While certain novel features of this invention have been shown and described and are pointed out in the annexed claim, it is not intended to be limited to the details above, since it will be understood that various omissions, modifications, substitutions and changes in the forms and details of the device illustrated and in its operation can be made by those skilled in the art without departing in any way from the spirit of the present invention.

Claims

1. An LED light, comprising:

a light source module, which comprises a plurality of compartments formed therein, each of the compartments receiving a light reflector and a light emission element mounted therein, the compartments being provided, at an end distant from the light emission elements, with a seat, each of the compartments being provided with a cover; and

a heat dissipation module, which is coupled to the seat, the heat dissipation module having an outer wall that forms a heat dissipation fin section, the heat dissipation module receiving therein a drive module electrically connected to the light emission elements.

2. The LED light according to claim 1, wherein the light source module comprises a bore formed therein, the bore being provided with a lid set thereon.

3. The LED light according to claim 1, wherein the light reflectors have a shape corresponding and mating shape of the compartments, each of the light reflectors comprising an opening formed therein so that the light emission element is mounted in the opening.

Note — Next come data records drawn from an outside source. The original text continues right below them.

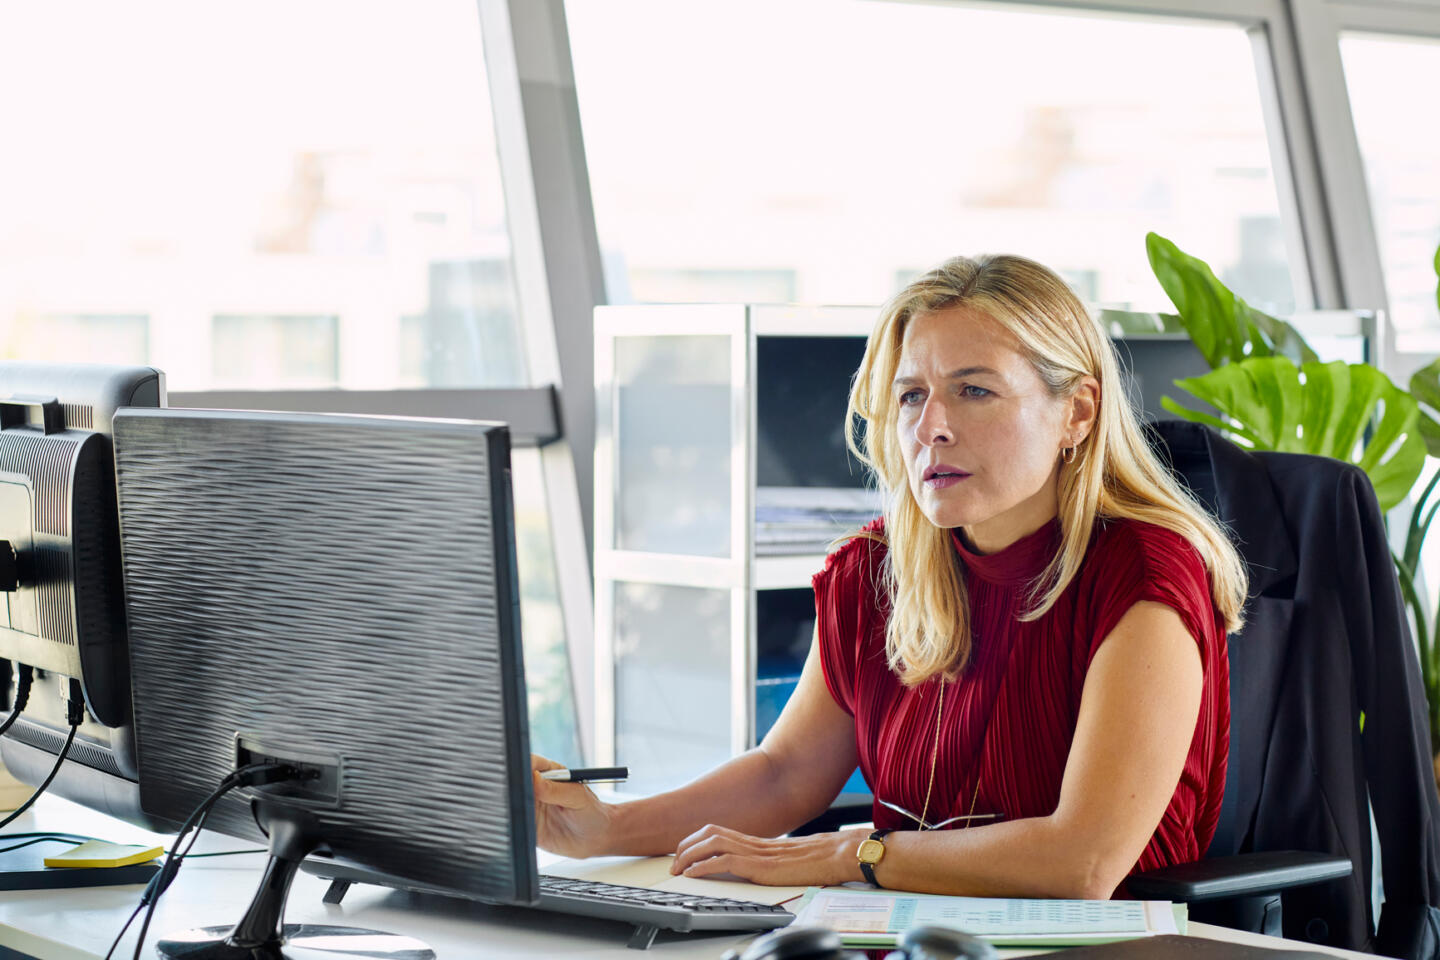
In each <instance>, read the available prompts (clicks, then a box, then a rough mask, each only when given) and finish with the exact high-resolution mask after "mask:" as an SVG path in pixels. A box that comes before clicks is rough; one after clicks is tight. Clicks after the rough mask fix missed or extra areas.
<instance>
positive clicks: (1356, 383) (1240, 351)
mask: <svg viewBox="0 0 1440 960" xmlns="http://www.w3.org/2000/svg"><path fill="white" fill-rule="evenodd" d="M1145 246H1146V252H1148V255H1149V261H1151V269H1152V271H1153V272H1155V276H1156V279H1159V282H1161V286H1164V288H1165V294H1166V295H1168V296H1169V298H1171V302H1174V304H1175V309H1176V311H1178V322H1179V325H1181V327H1182V328H1184V330H1185V331H1187V332H1188V334H1189V337H1191V340H1192V341H1194V343H1195V345H1197V347H1198V348H1200V351H1201V354H1204V357H1205V361H1207V363H1208V364H1210V367H1211V371H1210V373H1207V374H1204V376H1200V377H1191V379H1187V380H1176V381H1175V386H1178V387H1181V389H1182V390H1185V391H1187V393H1189V394H1191V396H1192V397H1195V399H1197V400H1201V402H1204V403H1208V404H1210V406H1211V407H1214V409H1215V410H1217V412H1218V416H1215V415H1211V413H1207V412H1202V410H1195V409H1192V407H1187V406H1182V404H1181V403H1178V402H1175V400H1174V399H1171V397H1164V399H1162V400H1161V403H1162V406H1164V407H1165V409H1166V410H1169V412H1171V413H1174V415H1176V416H1181V417H1184V419H1187V420H1195V422H1200V423H1208V425H1210V426H1212V427H1215V429H1217V430H1221V432H1223V433H1225V435H1227V436H1228V438H1231V439H1233V440H1236V442H1237V443H1238V445H1241V446H1246V448H1250V449H1257V450H1282V452H1293V453H1318V455H1320V456H1332V458H1336V459H1341V461H1348V462H1351V463H1355V465H1356V466H1359V468H1361V469H1364V471H1365V474H1367V475H1368V476H1369V479H1371V484H1372V485H1374V488H1375V497H1377V498H1378V499H1380V508H1381V510H1382V511H1385V512H1387V515H1388V512H1390V511H1391V510H1394V508H1397V507H1400V505H1401V504H1403V502H1404V501H1405V497H1407V495H1408V494H1410V492H1411V491H1413V489H1414V486H1416V482H1417V481H1418V478H1420V475H1421V471H1423V469H1424V465H1426V456H1427V455H1428V456H1434V458H1440V420H1437V419H1436V412H1440V360H1437V361H1436V363H1433V364H1430V366H1428V367H1426V368H1424V370H1420V371H1418V373H1416V374H1414V376H1413V377H1411V379H1410V390H1403V389H1400V387H1398V386H1395V384H1394V383H1392V381H1391V380H1390V377H1387V376H1385V374H1384V373H1381V371H1380V370H1377V368H1375V367H1371V366H1369V364H1359V363H1356V364H1346V363H1344V361H1332V363H1322V361H1320V360H1319V358H1318V357H1316V354H1315V351H1313V350H1312V348H1310V345H1309V344H1306V343H1305V338H1303V337H1302V335H1300V332H1299V331H1297V330H1295V327H1292V325H1290V324H1287V322H1284V321H1283V320H1277V318H1274V317H1270V315H1267V314H1264V312H1261V311H1259V309H1256V308H1253V307H1250V305H1248V304H1246V301H1244V299H1241V298H1240V296H1237V295H1236V294H1234V292H1233V291H1230V289H1228V288H1227V286H1225V285H1224V284H1221V282H1220V279H1217V278H1215V275H1214V272H1212V271H1211V269H1210V266H1207V265H1205V263H1204V262H1202V261H1200V259H1197V258H1194V256H1189V255H1187V253H1184V252H1182V250H1181V249H1179V248H1178V246H1175V245H1174V243H1172V242H1169V240H1166V239H1165V237H1162V236H1159V235H1156V233H1149V235H1146V237H1145ZM1436 271H1437V273H1440V250H1437V252H1436ZM1436 296H1437V302H1440V289H1437V294H1436ZM1421 404H1424V407H1423V406H1421ZM1426 407H1428V409H1426ZM1437 485H1440V471H1436V474H1434V476H1433V478H1431V479H1430V482H1428V484H1426V486H1424V489H1423V491H1421V492H1420V494H1418V497H1416V499H1414V504H1413V507H1411V510H1410V515H1408V521H1407V528H1405V543H1404V548H1403V550H1401V551H1400V553H1392V554H1391V558H1392V560H1394V563H1395V573H1397V574H1398V579H1400V587H1401V593H1403V596H1404V600H1405V604H1407V607H1408V609H1410V615H1411V619H1413V625H1414V629H1416V640H1417V646H1418V653H1420V675H1421V681H1423V684H1424V689H1426V699H1427V704H1428V708H1427V714H1428V727H1430V746H1431V753H1433V754H1434V756H1436V779H1437V782H1440V616H1436V612H1431V610H1430V609H1428V602H1427V597H1426V596H1424V594H1423V592H1421V590H1420V586H1418V563H1420V548H1421V545H1423V544H1424V540H1426V535H1427V534H1428V533H1430V525H1431V522H1433V521H1434V518H1436V514H1437V511H1440V495H1437V494H1436V488H1437ZM1433 499H1434V502H1431V501H1433Z"/></svg>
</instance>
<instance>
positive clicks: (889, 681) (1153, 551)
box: [814, 520, 1230, 872]
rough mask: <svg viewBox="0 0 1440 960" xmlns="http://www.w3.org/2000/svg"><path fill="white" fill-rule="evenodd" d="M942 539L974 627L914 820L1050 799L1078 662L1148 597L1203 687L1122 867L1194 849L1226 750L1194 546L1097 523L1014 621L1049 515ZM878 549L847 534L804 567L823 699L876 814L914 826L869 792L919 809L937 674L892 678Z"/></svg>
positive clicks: (1057, 537) (1226, 700) (1207, 619)
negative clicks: (964, 578) (1193, 637)
mask: <svg viewBox="0 0 1440 960" xmlns="http://www.w3.org/2000/svg"><path fill="white" fill-rule="evenodd" d="M953 540H955V547H956V550H958V551H959V554H960V558H962V563H963V566H965V570H966V586H968V589H969V603H971V616H972V625H973V638H975V639H973V652H972V656H971V662H969V664H968V665H966V668H965V671H963V672H962V674H960V676H959V678H958V679H956V681H953V682H952V684H950V685H949V688H948V689H946V694H945V704H943V712H942V715H940V721H939V723H940V734H939V743H940V747H939V759H937V761H936V770H935V787H933V793H932V797H930V809H929V812H927V815H926V820H927V822H930V823H936V822H939V820H943V819H948V818H952V816H960V815H965V813H969V812H971V807H972V800H973V810H975V813H995V812H999V813H1004V816H1005V819H1009V820H1014V819H1020V818H1031V816H1047V815H1050V813H1053V812H1054V809H1056V805H1057V803H1058V802H1060V779H1061V776H1063V774H1064V769H1066V759H1067V756H1068V753H1070V743H1071V740H1073V738H1074V730H1076V720H1077V717H1079V714H1080V692H1081V689H1083V687H1084V678H1086V671H1087V669H1089V668H1090V661H1092V659H1093V658H1094V653H1096V651H1097V649H1099V648H1100V645H1102V643H1103V642H1104V639H1106V636H1109V633H1110V630H1112V629H1115V625H1116V623H1117V622H1119V620H1120V617H1122V616H1123V615H1125V612H1126V610H1129V609H1130V606H1133V604H1135V603H1138V602H1140V600H1156V602H1159V603H1165V604H1166V606H1171V607H1174V609H1175V610H1176V612H1178V613H1179V616H1181V619H1182V620H1184V623H1185V626H1187V628H1188V629H1189V633H1191V635H1192V636H1194V638H1195V643H1197V645H1198V646H1200V655H1201V665H1202V669H1204V691H1202V694H1201V702H1200V717H1198V720H1197V723H1195V735H1194V740H1192V741H1191V747H1189V756H1188V757H1187V760H1185V769H1184V773H1182V774H1181V780H1179V784H1178V786H1176V787H1175V796H1174V797H1171V803H1169V807H1168V809H1166V810H1165V816H1164V818H1162V819H1161V823H1159V826H1158V828H1156V830H1155V836H1153V838H1152V839H1151V842H1149V845H1148V846H1146V848H1145V852H1143V853H1142V855H1140V859H1139V862H1138V864H1136V865H1135V868H1133V869H1151V868H1155V866H1164V865H1168V864H1182V862H1188V861H1194V859H1200V856H1201V853H1204V851H1205V848H1207V846H1208V843H1210V839H1211V836H1212V835H1214V832H1215V820H1217V818H1218V815H1220V799H1221V793H1223V792H1224V784H1225V759H1227V756H1228V751H1230V668H1228V659H1227V655H1225V633H1224V622H1223V619H1221V617H1220V615H1218V612H1217V610H1215V607H1214V603H1212V602H1211V597H1210V579H1208V574H1207V571H1205V566H1204V561H1202V560H1201V558H1200V554H1198V553H1197V551H1195V550H1194V547H1191V545H1189V543H1188V541H1185V540H1184V538H1182V537H1179V535H1178V534H1174V533H1171V531H1168V530H1164V528H1161V527H1155V525H1151V524H1143V522H1136V521H1128V520H1120V521H1102V522H1097V524H1096V530H1094V535H1093V537H1092V541H1090V548H1089V551H1087V554H1086V560H1084V564H1083V567H1081V570H1080V573H1079V574H1077V576H1076V579H1074V580H1073V581H1071V583H1070V586H1068V587H1067V589H1066V592H1064V593H1063V594H1061V596H1060V599H1058V602H1057V603H1056V604H1054V606H1053V607H1051V609H1050V610H1048V612H1047V613H1045V615H1044V616H1043V617H1040V619H1038V620H1031V622H1028V623H1022V622H1020V619H1018V615H1020V612H1021V610H1024V607H1025V603H1024V600H1025V592H1027V587H1028V586H1030V584H1031V583H1032V581H1034V579H1035V577H1037V576H1038V574H1040V573H1041V570H1043V569H1044V566H1045V564H1047V563H1048V561H1050V558H1051V557H1053V556H1054V553H1056V550H1057V548H1058V544H1060V525H1058V522H1051V524H1050V525H1047V527H1043V528H1041V530H1038V531H1035V533H1034V534H1031V535H1028V537H1024V538H1021V540H1018V541H1017V543H1014V544H1011V545H1009V547H1007V548H1005V550H1001V551H999V553H995V554H989V556H981V554H975V553H971V551H969V550H966V548H965V544H963V543H962V541H960V537H959V535H955V538H953ZM884 556H886V547H884V545H883V544H878V543H876V541H871V540H852V541H850V543H848V544H845V545H844V547H841V548H840V550H838V551H835V553H834V554H832V556H831V558H829V560H828V561H827V564H825V569H824V570H822V571H821V573H818V574H815V580H814V586H815V603H816V613H818V617H819V649H821V664H822V666H824V674H825V684H827V685H828V687H829V692H831V695H832V697H834V698H835V702H837V704H840V705H841V707H842V708H844V710H845V711H847V712H850V714H851V715H852V717H854V718H855V741H857V746H858V748H860V769H861V771H863V773H864V776H865V782H867V783H870V787H871V790H873V793H874V794H876V805H874V822H876V826H878V828H891V829H914V826H916V823H914V822H913V820H910V819H907V818H906V816H903V815H900V813H896V812H893V810H891V809H888V807H886V806H883V805H881V803H880V800H888V802H891V803H894V805H899V806H900V807H904V809H906V810H910V812H913V813H916V815H919V813H920V812H922V807H923V806H924V793H926V784H927V780H929V774H930V751H932V747H933V743H935V735H936V734H935V730H936V699H937V697H939V692H940V681H939V678H932V679H929V681H926V682H923V684H920V685H919V687H914V688H906V687H904V685H903V684H900V679H899V678H897V676H896V675H894V674H893V672H891V671H890V668H888V666H887V665H886V619H887V616H888V609H890V603H888V599H887V597H883V596H881V590H880V589H878V583H880V577H878V573H880V570H881V563H883V561H884ZM1122 748H1123V746H1122ZM978 823H984V820H979V822H978ZM960 826H962V823H956V825H953V828H952V829H959V828H960ZM1132 872H1133V871H1132Z"/></svg>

4. The LED light according to claim 3, wherein the compartments form a plurality of retention tenons and the openings comprise retention mortises engageable with the retention tenons.

5. The LED light according to claim 1, wherein the covers are made of a light-transmitting material.

6. The LED light according to claim 1, wherein the light emission elements comprises a light-emitting diode.

7. The LED light according to claim 1, wherein the heat dissipation module comprises an electrical conduction section, he electrical conduction section being electrically connected to the drive module, the electrical conduction section being set at an end of the heat dissipation module that is distant from the seat.